酸化というのは発熱反応です。反応の際にエネルギーを放出します。燃焼も酸化反応の一種で、反応で放出されたエネルギーが熱として発生します。反対に、酸化物から酸素を取り除く反応が還元です。還元は吸熱反応であり、反応の際には外からエネルギーを加えることが必要です。酸化物である鉱物を加工して金属製品を生み出すためには、最初に還元を行うことが必要であり、外部からのエネルギーの投入が不可欠なのです。

 

出所:大気組成の変化(田近、1995)
[図表1]酸素濃度などの変化 出所:大気組成の変化(田近、1995)
   丸山茂徳、磯崎行雄著
   『生命と地球の歴史』p163

 

もとより、世界人口の多くは都市部に集中しており、ローカルなレベルの解決だけでは、世界全体の問題を解決することはできません。
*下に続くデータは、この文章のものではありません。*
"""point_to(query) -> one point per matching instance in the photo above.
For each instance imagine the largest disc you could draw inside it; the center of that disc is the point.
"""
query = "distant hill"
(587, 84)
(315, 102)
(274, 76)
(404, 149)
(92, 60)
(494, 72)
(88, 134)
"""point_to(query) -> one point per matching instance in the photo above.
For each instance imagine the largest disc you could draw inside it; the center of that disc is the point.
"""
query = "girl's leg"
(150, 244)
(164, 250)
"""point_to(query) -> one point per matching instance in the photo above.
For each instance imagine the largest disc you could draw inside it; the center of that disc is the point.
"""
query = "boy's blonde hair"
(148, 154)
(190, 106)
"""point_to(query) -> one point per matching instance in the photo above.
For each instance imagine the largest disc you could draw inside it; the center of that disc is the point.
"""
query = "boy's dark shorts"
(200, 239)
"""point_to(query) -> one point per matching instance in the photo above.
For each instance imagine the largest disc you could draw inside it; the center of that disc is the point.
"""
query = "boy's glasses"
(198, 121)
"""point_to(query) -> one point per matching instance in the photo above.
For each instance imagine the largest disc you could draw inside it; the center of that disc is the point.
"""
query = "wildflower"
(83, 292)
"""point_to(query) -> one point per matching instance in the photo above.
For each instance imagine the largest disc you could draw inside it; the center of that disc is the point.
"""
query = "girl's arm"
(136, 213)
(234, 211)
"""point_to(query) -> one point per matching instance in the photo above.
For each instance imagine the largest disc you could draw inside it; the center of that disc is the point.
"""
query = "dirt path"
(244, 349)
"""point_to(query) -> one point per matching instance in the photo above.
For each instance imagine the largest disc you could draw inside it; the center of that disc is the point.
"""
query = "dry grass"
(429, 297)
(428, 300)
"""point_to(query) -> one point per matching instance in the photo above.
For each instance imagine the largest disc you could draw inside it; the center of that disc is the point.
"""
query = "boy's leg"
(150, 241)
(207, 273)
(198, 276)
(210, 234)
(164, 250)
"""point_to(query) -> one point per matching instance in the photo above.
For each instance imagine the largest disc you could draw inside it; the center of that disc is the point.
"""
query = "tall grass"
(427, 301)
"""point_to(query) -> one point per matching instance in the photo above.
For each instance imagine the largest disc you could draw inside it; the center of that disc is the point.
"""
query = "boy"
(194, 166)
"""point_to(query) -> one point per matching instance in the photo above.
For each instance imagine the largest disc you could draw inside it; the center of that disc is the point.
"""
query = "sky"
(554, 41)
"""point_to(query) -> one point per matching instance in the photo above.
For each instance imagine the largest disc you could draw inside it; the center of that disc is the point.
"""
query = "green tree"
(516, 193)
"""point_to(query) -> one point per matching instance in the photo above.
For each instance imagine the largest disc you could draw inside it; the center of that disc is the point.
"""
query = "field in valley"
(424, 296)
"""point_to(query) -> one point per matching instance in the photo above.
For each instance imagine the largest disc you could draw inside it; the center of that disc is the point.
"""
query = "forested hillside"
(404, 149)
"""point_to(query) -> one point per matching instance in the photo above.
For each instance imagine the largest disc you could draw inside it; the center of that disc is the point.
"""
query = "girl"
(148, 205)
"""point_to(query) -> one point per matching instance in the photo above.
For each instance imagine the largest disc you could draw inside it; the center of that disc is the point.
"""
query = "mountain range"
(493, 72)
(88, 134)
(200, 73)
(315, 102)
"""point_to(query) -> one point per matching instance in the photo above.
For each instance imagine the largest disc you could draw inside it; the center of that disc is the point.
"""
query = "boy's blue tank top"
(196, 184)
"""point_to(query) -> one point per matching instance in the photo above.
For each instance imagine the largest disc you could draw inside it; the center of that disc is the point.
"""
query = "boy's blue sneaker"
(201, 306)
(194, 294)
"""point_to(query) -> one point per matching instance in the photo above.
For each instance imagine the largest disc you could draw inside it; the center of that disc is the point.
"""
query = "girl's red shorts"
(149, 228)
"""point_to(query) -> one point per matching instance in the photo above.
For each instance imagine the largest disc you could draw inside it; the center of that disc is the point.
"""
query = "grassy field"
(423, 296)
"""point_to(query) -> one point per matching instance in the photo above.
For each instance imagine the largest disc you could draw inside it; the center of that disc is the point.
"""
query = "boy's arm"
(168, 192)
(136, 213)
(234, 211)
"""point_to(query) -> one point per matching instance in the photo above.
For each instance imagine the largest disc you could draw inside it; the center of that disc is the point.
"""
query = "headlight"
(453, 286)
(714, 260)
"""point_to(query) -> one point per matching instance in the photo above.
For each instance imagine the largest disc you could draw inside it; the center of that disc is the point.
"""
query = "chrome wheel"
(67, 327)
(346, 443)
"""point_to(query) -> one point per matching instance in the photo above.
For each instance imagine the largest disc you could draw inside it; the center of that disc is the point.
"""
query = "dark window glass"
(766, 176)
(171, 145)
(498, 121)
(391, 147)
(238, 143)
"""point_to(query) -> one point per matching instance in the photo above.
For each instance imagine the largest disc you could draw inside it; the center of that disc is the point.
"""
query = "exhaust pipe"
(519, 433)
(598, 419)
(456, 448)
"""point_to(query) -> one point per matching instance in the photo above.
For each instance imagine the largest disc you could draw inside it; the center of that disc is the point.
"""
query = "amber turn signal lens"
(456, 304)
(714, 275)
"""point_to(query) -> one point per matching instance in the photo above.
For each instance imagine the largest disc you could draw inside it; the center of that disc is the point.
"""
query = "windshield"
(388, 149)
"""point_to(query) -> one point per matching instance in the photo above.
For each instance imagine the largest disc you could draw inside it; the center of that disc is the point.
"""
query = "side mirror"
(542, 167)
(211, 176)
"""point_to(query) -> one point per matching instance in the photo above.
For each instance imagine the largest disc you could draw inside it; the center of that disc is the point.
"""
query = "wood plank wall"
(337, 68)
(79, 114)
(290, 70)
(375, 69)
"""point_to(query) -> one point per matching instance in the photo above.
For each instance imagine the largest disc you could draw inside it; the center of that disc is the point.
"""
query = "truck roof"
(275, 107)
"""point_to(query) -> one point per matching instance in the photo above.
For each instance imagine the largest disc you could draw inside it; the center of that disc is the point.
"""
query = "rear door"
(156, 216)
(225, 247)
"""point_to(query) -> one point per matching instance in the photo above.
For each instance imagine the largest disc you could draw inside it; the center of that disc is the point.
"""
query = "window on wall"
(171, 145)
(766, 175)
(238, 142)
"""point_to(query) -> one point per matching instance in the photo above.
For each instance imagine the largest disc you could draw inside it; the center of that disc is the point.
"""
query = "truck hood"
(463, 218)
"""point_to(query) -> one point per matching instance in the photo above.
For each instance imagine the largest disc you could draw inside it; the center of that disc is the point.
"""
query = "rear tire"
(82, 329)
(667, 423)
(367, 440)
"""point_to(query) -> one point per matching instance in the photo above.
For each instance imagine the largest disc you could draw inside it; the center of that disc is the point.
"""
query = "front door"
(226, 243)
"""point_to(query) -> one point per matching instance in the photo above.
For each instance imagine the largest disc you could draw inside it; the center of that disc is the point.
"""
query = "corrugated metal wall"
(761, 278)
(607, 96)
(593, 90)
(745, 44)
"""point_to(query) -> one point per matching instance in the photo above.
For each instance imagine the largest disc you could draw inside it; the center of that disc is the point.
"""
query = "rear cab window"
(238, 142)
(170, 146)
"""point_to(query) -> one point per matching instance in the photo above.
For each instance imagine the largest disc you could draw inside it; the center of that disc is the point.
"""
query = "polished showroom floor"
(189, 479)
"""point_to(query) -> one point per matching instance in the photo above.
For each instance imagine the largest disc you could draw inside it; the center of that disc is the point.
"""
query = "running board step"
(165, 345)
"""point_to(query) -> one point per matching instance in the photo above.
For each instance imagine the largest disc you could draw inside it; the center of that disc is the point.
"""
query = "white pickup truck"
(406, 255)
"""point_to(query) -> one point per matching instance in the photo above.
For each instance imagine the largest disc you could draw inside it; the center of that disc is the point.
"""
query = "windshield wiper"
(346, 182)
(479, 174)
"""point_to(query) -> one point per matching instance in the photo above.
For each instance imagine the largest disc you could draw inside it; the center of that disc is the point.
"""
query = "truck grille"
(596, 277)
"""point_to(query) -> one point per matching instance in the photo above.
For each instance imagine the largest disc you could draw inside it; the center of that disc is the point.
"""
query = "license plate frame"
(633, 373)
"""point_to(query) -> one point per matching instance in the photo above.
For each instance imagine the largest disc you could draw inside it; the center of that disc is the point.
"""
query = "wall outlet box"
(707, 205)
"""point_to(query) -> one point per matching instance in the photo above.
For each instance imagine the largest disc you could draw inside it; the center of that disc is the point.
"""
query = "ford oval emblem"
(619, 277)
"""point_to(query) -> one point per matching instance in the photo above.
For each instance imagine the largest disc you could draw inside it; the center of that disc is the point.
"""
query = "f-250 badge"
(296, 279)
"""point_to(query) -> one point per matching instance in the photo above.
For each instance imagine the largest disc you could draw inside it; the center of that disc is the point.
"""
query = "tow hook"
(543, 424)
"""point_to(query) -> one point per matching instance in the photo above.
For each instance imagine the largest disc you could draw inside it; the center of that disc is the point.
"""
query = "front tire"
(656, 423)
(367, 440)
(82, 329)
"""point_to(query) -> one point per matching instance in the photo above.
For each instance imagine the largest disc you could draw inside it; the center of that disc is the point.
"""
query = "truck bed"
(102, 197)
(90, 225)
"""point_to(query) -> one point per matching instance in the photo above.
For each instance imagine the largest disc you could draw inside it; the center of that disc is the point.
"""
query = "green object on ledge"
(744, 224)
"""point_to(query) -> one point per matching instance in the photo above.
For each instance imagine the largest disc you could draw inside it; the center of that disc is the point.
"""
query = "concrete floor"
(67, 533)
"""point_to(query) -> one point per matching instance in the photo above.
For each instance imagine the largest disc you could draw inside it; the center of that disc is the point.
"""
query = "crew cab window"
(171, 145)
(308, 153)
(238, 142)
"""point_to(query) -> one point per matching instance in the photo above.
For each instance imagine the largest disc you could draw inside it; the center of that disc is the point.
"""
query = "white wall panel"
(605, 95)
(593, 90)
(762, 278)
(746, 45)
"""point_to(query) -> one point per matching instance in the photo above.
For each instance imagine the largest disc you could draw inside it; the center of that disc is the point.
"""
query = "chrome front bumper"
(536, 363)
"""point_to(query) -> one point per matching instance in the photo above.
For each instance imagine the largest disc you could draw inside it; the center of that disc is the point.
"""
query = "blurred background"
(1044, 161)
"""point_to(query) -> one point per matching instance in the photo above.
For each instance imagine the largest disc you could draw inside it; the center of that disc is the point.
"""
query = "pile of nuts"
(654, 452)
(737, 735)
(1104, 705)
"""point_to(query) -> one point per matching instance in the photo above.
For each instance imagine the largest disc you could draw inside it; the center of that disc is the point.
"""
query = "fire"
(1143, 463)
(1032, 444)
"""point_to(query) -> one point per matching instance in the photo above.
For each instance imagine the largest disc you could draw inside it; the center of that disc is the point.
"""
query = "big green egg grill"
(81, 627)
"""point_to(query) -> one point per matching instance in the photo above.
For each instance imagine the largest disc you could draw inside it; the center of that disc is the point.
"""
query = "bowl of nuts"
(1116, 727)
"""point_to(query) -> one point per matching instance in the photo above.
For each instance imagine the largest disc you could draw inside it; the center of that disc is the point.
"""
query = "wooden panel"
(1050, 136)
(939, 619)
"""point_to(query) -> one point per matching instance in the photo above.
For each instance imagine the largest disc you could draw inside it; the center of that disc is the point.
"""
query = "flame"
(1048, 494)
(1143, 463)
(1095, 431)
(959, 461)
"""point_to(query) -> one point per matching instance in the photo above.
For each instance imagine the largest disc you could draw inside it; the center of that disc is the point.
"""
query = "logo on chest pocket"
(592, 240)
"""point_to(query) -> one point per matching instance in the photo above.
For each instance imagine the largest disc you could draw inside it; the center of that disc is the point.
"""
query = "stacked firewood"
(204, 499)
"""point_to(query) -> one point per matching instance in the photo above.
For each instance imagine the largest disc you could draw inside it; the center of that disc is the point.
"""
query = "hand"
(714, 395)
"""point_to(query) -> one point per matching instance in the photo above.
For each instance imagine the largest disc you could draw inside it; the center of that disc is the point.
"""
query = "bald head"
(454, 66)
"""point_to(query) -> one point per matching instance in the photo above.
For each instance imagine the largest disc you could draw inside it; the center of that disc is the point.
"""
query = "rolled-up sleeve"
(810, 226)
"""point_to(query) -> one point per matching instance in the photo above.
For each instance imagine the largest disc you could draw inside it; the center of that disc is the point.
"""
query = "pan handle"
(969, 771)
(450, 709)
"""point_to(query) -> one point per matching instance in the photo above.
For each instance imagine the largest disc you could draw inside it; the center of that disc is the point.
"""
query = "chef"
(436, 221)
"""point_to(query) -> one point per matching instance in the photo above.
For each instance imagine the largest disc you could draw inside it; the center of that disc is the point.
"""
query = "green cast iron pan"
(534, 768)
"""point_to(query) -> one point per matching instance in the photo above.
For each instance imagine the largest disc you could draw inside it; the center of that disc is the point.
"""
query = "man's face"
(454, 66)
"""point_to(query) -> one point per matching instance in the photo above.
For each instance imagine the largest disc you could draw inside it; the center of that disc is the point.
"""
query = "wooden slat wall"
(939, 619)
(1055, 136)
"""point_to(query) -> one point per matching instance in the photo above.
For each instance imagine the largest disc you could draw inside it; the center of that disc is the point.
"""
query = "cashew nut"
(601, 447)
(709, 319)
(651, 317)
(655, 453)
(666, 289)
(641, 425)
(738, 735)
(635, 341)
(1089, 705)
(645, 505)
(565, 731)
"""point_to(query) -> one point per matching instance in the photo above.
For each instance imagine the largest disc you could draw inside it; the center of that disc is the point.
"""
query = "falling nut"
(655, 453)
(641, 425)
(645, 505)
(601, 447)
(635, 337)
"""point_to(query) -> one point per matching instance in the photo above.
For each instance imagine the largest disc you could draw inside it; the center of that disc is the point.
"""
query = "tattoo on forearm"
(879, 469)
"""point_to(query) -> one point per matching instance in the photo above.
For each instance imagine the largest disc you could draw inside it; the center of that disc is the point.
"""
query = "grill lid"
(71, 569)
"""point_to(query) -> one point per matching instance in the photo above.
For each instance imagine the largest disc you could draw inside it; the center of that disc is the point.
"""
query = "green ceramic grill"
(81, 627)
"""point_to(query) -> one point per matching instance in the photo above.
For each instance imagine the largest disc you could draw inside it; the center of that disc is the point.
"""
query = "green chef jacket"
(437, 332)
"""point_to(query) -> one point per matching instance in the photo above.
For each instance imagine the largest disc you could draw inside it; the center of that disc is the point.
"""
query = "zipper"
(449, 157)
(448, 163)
ところが、そのローカルなレベルですら、厳密な意味では自給自足になっていないのが現実です。

 

人類は、古代文明の時代から金属を使い続けてきました。その当時に比べれば、現代の金属製品の使用量は、遥かに膨大です。それにもかかわらず、現代の自然がハゲ山だらけにならずに済んでいるのは、エネルギー密度の大きい化石燃料や原子力エネルギーを使用しているおかげです。

 

一方、化石燃料に頼り続けるのも問題があります。化石燃料の大量消費は地球大気の二酸化炭素濃度を上げてしまい、それが地球環境を大きく変動させます。他の惑星の大気に比べて、地球ではとても少ない二酸化炭素ですが、その増減が人類を危機に陥れてしまうのです。私たちは、二酸化炭素の排出を抑えるために、化石燃料に代わるエネルギー源を探し出すことが必要なのです。

 

おそらく、私たち人類は、これからも金属製品を使い続けるでしょう。したがって、最低でも金属製品生産のために必要になるエネルギーを確保しておく必要があります。つまり、化石燃料に代わるエネルギー源は、それを支え切る十分な量を常に供給し続けなくてはいけないのです。

 

現代文明に深刻なダメージを与えずに解決策を考えるには、冷静な数値化で社会を設計することが必要です。数値的根拠のないイメージだけでエコロジーを語ることは、とても危険です。特に、地球環境に著しい負荷を与えずに、十分なエネルギー量を確保するためには、そのエネルギー源の「エネルギー密度」という量が重要になります。

植物の化学と生態系

燃焼も酸化反応の一種です。炭素を燃焼させると二酸化炭素が発生します。水素を燃焼させると水が発生します。つまり、二酸化炭素も水も酸化反応によって生まれた酸化物なのです。この二酸化炭素と水を材料として、炭化水素(糖)と酸素を生み出す反応が、植物が行っている光合成です。炭化水素の原料となる炭素と水素を、酸化物である二酸化炭素と水から生み出すためには、光合成のプロセスのどこかに還元という化学反応が必要になります。還元には、外からエネルギーを加えることが必要です。植物の場合、太陽光をエネルギー源として利用しています。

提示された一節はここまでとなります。